El humanismo mexicano y la izquierda de América Latina

La izquierda latinoamericana y sus dirigentes han mostrado un histórico e irrefrenable apego al poder.

Muy distinto al de Hugo Chávez y Nicolás Maduro, al de Evo Morales, al del propio Lula o al de

los Kirchner en Argentina para no hablar de Nayib Bukele en El Salvador o de Daniel Ortega en

Nicaragua, es el comportamiento de Andrés Manuel López Obrador y será el de Claudia

Sheinbaum Pardo.

La izquierda latinoamericana y sus dirigentes han mostrado -y este en parte ha sido su sino

trágico- un histórico e irrefrenable apego al poder. Una vez que lo conquistan se aferran a él con

uñas y dientes y tanto que terminan dando la espalda, más temprano que tarde, a los principios

democráticos.

Tumba de las aspiraciones de justicia y libertad que han movido históricamente a la izquierda

latinoamericana, amenaza constante a sus mismas perspectivas de victoria, ha sido pues la

ambición desmedida de los propios dirigentes revolucionarios.

No sucede lo mismo en el México de la 4ª Transformación.

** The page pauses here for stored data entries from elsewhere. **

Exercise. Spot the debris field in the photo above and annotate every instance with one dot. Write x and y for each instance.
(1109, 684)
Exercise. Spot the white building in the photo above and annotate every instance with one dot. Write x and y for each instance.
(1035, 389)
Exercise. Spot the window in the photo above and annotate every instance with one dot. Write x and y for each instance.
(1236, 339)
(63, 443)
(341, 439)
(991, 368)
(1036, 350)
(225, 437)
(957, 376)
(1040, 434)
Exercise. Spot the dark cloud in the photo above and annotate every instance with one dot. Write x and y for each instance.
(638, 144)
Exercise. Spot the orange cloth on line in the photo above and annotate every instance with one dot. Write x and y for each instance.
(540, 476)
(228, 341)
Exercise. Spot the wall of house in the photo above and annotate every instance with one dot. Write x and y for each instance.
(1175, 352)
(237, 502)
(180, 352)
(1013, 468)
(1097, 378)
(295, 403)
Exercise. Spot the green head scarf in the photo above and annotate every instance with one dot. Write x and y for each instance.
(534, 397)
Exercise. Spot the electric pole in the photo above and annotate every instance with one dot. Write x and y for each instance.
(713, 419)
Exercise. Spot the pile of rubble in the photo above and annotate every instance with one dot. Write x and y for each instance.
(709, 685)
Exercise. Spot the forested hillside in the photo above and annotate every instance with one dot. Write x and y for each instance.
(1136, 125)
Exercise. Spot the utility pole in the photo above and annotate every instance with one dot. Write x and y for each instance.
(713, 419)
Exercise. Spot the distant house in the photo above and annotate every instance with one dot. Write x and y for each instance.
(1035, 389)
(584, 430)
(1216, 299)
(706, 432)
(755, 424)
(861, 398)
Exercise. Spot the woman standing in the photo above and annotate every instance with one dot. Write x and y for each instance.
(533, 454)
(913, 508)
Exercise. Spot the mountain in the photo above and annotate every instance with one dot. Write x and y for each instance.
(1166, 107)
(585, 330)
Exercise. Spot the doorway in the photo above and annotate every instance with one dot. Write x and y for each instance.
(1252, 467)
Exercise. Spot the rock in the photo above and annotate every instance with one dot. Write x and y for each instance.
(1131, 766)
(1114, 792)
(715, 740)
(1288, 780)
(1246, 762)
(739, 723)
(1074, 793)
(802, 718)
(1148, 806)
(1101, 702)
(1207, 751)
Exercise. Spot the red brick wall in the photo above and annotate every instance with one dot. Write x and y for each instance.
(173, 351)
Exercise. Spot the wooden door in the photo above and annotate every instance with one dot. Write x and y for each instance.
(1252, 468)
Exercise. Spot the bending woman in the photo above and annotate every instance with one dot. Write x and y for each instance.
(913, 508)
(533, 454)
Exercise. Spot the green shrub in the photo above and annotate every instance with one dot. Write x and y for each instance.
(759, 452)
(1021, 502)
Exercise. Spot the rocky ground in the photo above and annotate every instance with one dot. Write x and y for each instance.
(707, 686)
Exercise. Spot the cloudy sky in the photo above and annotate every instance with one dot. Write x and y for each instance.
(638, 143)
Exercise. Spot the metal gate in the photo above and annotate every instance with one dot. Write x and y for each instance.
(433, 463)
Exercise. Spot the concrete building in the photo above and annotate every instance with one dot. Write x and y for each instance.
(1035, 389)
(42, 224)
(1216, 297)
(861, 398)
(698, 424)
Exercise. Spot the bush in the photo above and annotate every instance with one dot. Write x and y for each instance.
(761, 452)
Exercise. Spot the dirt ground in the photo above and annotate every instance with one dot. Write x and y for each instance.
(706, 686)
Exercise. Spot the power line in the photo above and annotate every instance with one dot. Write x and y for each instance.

En lugar de torcer las leyes para perpetuarse en el poder López Obrador cambió la Constitución

pero para establecer en ella la revocación de mandato. A este mismo procedimiento se

someterá también la próxima Presidenta quien, además, ha enviado ya una iniciativa de ley

para prohibir la reelección en todos los puestos de elección popular.

Es esta pues una revolución triunfante cuya vocación democrática la hace jugarse, una y otra

vez, la vida en las urnas.

Es esta una revolución en la que como el pueblo manda, el pueblo pone y el pueblo quita, sus

gobernantes han de tener siempre, conciencia del origen de su poder y de la caducidad del

mismo.

Es esta una revolución a la que no dirige, como suele suceder en América Latina, una

vanguardia de esas que, a la postre, terminan aisladas y traicionando a las masas a las que

dicen conducir.

Es esta una revolución que se produce en libertad; amplia, plural, diversa, pacífica en la que

cabemos todas y todos sin distinción de ninguna clase y en donde, perdonarán que lo repita

una vez más, basta con ser decente para ser revolucionario.

Es esta una revolución, que a diferencia de otras, está decidida y ha demostrado ser capaz de

coexistir -en condiciones de desventaja incluso- con sus más feroces adversarios y de respetar,

plenamente, sus libertades y derechos.

Es esta una revolución heterodoxa que apuesta a que “la prosperidad será compartida o no

será” y se rige por el principio de que “por el bien de todos primero los pobres” y en la que, sin

embargo, las y los empresarios, nacionales y extranjeros, tienen espacio y garantías para su

inversión.

Es esta una revolución que mira al sur -a nuestra América que diría José Martí- al tiempo que

impulsa la integración económica con los Estados Unidos y Canadá.

Es esta una revolución que no renuncia a la defensa de la soberanía nacional y no remata -

como se hacía en el pasado- los bienes de la Nación pero que se abre al mundo.

Es esta una revolución que no censura, que no compra, que no presiona a medios ni a

periodistas pero que no calla ante las mentiras, no se doblega ante las calumnias, ni renuncia a

su derecho de réplica.

Es esta una revolución, una transformación, que apenas comienza en un país en el que la

monstruosa desigualdad social, la corrupción y la violencia impuestas por el régimen

neoliberal, abrieron heridas que es urgente y preciso sanar.

Es esta una revolución para la cual el poder, como diría Benito Juárez, “solo tiene sentido y se

convierte en virtud cuando se pone al servicio de los demás”.

Es esta una revolución, como no hay otra en el mundo; expresión y resultado del “Humanismo

Mexicano” que, a diferencia de otros procesos de América Latina, durará mientras el pueblo así

lo decida con sus votos y en la que veremos partir y desaparecer para siempre entre la gente,

este primero de octubre, a Andrés Manuel y dentro de seis años a Claudia.